The data breach could make these so-called "phishing" attacks more efficient, by allowing the fraudsters to target people who actually have an account with the bank.
David Jevans, the chairman and founder of the nonprofit Anti-Phishing Working Group, said criminals have been moving toward more intelligent attacks known as "spear phishing," which rely on having more intimate knowledge of the victims.
"This data breach is going to facilitate that in a big way. Now they know which institution people bank with, they know their name and they have their e-mail address," said Jevans.
"You're not going to see typical phishing where 90 percent of it ends up in spam traps and is easily detected.
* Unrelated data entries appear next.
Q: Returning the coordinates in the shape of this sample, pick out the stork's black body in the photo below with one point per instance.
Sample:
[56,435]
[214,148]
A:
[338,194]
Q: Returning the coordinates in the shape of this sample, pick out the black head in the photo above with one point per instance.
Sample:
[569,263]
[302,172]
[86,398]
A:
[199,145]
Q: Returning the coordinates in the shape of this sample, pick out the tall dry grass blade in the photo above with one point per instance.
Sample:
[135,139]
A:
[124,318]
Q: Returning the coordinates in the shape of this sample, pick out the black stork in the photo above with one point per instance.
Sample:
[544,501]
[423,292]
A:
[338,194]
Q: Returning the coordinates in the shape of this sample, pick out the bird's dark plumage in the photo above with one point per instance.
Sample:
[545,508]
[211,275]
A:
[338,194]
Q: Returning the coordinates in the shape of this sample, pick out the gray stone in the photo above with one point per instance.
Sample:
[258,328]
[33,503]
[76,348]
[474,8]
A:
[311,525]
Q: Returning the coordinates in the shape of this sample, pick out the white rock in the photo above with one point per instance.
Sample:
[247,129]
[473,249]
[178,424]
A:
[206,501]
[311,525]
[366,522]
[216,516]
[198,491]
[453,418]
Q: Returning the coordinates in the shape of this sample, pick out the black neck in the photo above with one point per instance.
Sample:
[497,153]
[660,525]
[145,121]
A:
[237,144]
This is going to be highly targeted," he added.
Among the affected are financial-service companies such as Capital One Financial Corp., Barclays Bank, U.S. Bancorp, Citigroup Inc., JPMorgan Chase & Co. and Ameriprise Financial Inc. and retailers including Best Buy Co., TiVo Inc., Walgreen Co. and Kroger Co.
The College Board, the not-for-profit organization that runs the SATs, also warned that a hacker might have obtained student e-mail addresses. Walt Disney Co.'s travel subsidiary, Disney Destinations, sent e-mails warning customers on Sunday. Hotel chain Marriott International Inc. issued a similar warning.